Easter has its own celebrations, too, including:
Kulich – a must have food
Observing, really observing, Maundy Thursday
And so many others. I hope these ideas give you your own to run with. Really, you are the best person to decide what will work in your family. I encourage you to try a variety of different traditions from around the world and, over time, decide which ones are the most meaningful for you.
Resources for Family Traditions
And, of course, you’ll need a great book.
When I got married, my step mother gave me these first two books and I have always cherished them. The others have come into our family over time and are now great friends:
Mrs. Sharp’s Traditions is a simply lovely book comprised of Victorian based traditions, adapted for the modern family. The book does NOT have a modern feel to it, though, which I love. The information is organized by month, taking you through the year. The book includes beautiful pictures, interesting history regarding holidays and a warm, cozy feel throughout. She also has themed party suggestions and crafts, as well as recipes.
Festivals, Family and Food is another great one, especially for you Waldorf enthusiasts. It’s companion book, The Children’s Year, is a worthy sister. Both are full of crafts and activities that follow the seasons and holidays. The authors are British, which make them an even more charming read for this Anglophile. The Children’s Year has a greater focus on crafts, especially knitting and yarn crafts. The Festivals book includes snippets from literature and recipes. I like both but if I had to pick one, it would be Festivals, Family and Food.
We’ve also enjoyed learning more about Jewish holidays with this book, The Family Treasury of Jewish Holidays – lots of stories, recipes and crafts! As Christians, we’ve really improved our Easter celebrations by celebrating Passover. We’ve made several of our holidays more meaningful by observing the yearly Jewish festivals in our own way.
Can you tell I have small children? Kids are like sponges full of Greek fire. They soak up everything and the more you throw on, the bigger their fire gets. They are so willing to be thrilled by all they learn. I’m always so grateful that my best friends are all under ten years old because nothing is ever dull!
Two More Books for Seasonal Fun
Speaking of never dull, there’s a book we enjoy so much we keep it out on an easel and turn the pages from month to month to follow the year. This book is penned and illustrated by one of my all time favorite authors/illustrators/gardeners, Tasha Tudor. Just the title alone is inspiring, A Time to Keep. It follows a grandmother through each month as she tells her granddaughter all the delightful things they did in “the good old days”.
For another specifically seasonal book, geared toward adults but absolutely applicable to children, is this one:
With journal prompts, crafts, recipes and more this book will gently take you through the year.

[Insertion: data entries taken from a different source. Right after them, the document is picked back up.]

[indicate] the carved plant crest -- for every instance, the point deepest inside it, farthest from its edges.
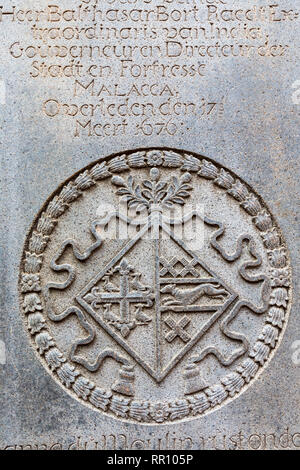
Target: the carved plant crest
(155, 311)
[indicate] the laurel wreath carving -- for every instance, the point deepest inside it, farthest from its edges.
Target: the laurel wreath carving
(152, 191)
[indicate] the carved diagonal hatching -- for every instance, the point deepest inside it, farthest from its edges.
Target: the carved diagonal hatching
(33, 301)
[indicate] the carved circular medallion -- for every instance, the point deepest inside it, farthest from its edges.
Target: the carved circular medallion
(155, 285)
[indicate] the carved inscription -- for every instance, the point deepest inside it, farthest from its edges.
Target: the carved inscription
(142, 67)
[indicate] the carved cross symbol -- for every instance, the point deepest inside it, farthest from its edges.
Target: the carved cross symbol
(177, 329)
(125, 297)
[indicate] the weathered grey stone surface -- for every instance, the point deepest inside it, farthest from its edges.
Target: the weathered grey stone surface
(207, 92)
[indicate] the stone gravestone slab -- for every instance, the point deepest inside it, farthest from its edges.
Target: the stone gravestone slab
(150, 249)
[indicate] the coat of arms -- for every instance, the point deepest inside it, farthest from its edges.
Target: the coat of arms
(148, 310)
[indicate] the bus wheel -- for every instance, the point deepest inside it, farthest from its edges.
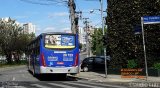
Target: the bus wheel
(85, 69)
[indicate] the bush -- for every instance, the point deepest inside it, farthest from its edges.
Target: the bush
(131, 64)
(156, 65)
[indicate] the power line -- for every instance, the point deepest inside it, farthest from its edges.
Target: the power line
(46, 2)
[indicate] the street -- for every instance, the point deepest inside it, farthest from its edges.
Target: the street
(20, 77)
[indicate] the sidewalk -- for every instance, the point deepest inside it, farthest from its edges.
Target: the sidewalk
(100, 77)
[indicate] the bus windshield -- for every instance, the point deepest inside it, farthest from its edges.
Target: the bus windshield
(59, 41)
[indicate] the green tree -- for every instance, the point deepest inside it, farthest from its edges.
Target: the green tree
(124, 45)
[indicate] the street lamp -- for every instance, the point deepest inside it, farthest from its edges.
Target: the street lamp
(104, 49)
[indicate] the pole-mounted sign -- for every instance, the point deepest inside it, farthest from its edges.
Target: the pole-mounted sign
(151, 19)
(148, 20)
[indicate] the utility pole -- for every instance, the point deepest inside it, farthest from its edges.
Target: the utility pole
(102, 18)
(87, 36)
(73, 16)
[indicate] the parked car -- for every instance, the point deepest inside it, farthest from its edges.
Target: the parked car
(94, 63)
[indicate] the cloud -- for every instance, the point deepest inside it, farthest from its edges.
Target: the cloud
(20, 17)
(59, 14)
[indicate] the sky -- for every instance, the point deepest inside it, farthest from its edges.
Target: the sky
(53, 17)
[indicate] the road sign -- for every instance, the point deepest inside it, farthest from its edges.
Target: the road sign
(137, 29)
(151, 19)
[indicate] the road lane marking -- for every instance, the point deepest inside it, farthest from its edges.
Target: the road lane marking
(40, 86)
(61, 85)
(16, 87)
(83, 85)
(107, 85)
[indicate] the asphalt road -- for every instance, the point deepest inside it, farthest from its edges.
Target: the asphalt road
(20, 77)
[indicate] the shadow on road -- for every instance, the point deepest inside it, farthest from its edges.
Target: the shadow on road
(54, 77)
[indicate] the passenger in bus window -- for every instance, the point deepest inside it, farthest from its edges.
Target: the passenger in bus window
(52, 40)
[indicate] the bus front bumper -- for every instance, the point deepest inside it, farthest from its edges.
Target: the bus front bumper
(59, 70)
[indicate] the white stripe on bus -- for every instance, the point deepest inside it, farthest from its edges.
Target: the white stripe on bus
(85, 85)
(40, 86)
(61, 85)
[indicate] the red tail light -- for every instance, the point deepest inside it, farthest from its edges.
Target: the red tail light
(76, 60)
(43, 60)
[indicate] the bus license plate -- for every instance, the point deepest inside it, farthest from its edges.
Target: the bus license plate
(60, 62)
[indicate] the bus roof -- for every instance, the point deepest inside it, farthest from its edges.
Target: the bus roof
(48, 33)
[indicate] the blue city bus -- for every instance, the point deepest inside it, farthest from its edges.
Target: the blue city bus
(54, 53)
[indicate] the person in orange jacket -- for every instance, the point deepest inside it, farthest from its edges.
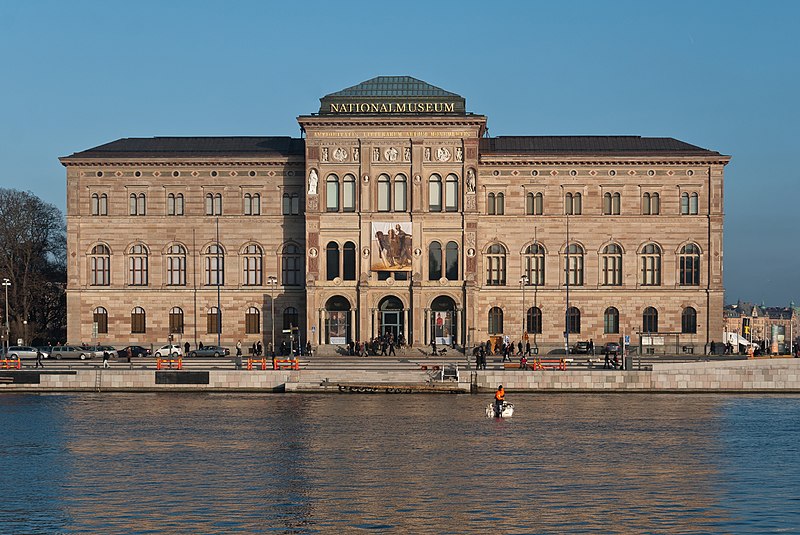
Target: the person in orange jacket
(499, 398)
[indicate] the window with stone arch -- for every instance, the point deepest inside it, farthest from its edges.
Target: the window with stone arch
(495, 321)
(138, 321)
(611, 321)
(533, 264)
(332, 193)
(689, 265)
(214, 263)
(100, 265)
(100, 317)
(573, 265)
(252, 321)
(611, 265)
(137, 265)
(384, 193)
(435, 193)
(291, 265)
(651, 265)
(176, 320)
(451, 193)
(650, 320)
(252, 262)
(495, 265)
(689, 321)
(534, 203)
(176, 265)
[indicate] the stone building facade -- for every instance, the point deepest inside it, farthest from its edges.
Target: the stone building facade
(395, 213)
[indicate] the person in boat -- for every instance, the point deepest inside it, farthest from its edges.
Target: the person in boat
(499, 398)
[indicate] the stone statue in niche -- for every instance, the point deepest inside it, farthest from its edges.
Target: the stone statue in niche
(470, 180)
(312, 182)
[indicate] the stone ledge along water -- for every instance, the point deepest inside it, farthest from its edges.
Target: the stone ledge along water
(776, 375)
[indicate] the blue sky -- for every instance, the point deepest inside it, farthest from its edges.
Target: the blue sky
(721, 75)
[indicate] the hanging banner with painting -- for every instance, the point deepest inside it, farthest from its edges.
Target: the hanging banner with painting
(391, 246)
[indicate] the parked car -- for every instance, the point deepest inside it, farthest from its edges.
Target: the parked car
(71, 352)
(210, 351)
(581, 347)
(23, 352)
(136, 351)
(169, 351)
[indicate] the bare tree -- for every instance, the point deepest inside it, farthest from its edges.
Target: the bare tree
(33, 258)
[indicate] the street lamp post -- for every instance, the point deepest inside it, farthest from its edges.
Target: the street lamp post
(6, 283)
(272, 281)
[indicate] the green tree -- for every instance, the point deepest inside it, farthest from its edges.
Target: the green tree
(33, 258)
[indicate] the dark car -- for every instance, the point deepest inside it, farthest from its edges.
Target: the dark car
(136, 351)
(210, 351)
(581, 348)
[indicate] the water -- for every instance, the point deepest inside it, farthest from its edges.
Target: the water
(186, 463)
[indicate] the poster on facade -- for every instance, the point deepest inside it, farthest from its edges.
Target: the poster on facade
(442, 328)
(391, 247)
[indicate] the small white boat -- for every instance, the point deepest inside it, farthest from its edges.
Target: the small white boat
(508, 410)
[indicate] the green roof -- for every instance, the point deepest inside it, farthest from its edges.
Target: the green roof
(393, 86)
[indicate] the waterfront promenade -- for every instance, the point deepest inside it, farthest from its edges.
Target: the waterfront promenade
(407, 373)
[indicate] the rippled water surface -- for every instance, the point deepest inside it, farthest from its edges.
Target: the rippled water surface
(186, 463)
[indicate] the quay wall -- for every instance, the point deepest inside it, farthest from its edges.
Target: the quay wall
(745, 376)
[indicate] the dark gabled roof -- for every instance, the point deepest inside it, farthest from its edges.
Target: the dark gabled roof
(196, 147)
(393, 86)
(623, 145)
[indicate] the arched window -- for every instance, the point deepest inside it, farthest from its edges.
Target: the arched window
(292, 266)
(611, 262)
(651, 265)
(574, 265)
(650, 320)
(496, 321)
(611, 321)
(100, 265)
(214, 265)
(332, 193)
(251, 265)
(100, 317)
(533, 264)
(349, 261)
(214, 321)
(400, 193)
(496, 265)
(533, 320)
(176, 320)
(435, 261)
(573, 320)
(451, 261)
(332, 260)
(349, 194)
(176, 265)
(252, 321)
(689, 321)
(384, 193)
(291, 318)
(435, 193)
(137, 265)
(534, 204)
(138, 321)
(689, 260)
(451, 193)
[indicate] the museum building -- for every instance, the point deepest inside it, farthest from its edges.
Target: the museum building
(396, 212)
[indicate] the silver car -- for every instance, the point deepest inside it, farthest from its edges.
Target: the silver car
(23, 352)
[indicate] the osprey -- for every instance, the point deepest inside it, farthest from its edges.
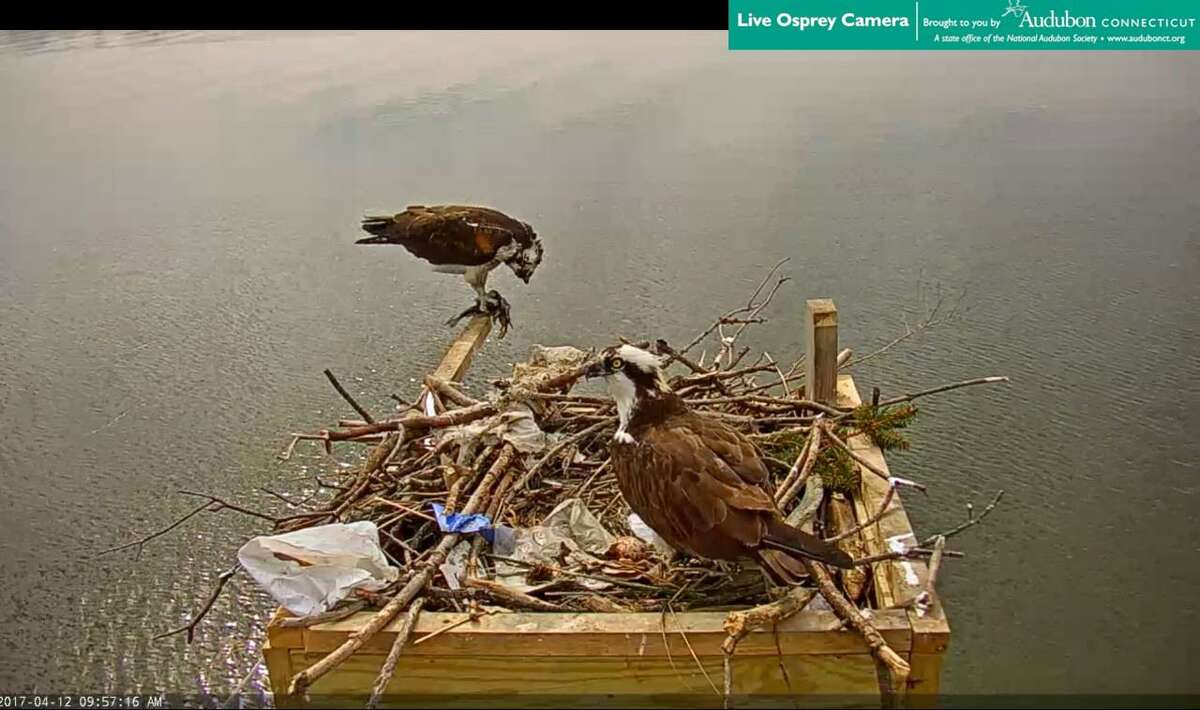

For a lot more suggested resources, be sure to check out the “Family Times on the Homestead” Section of The Do It Yourself Homestead.
I am also grateful for the family I have and the traditions that root me to them. I am yet more grateful to be surrounded by great books and great mentors so that each day I can improve and strengthen the ties that will bind us no matter what is happening in the world around us. So here’s to the heart of any homestead – the home.
May you make friends with many new and wholesome traditions this year!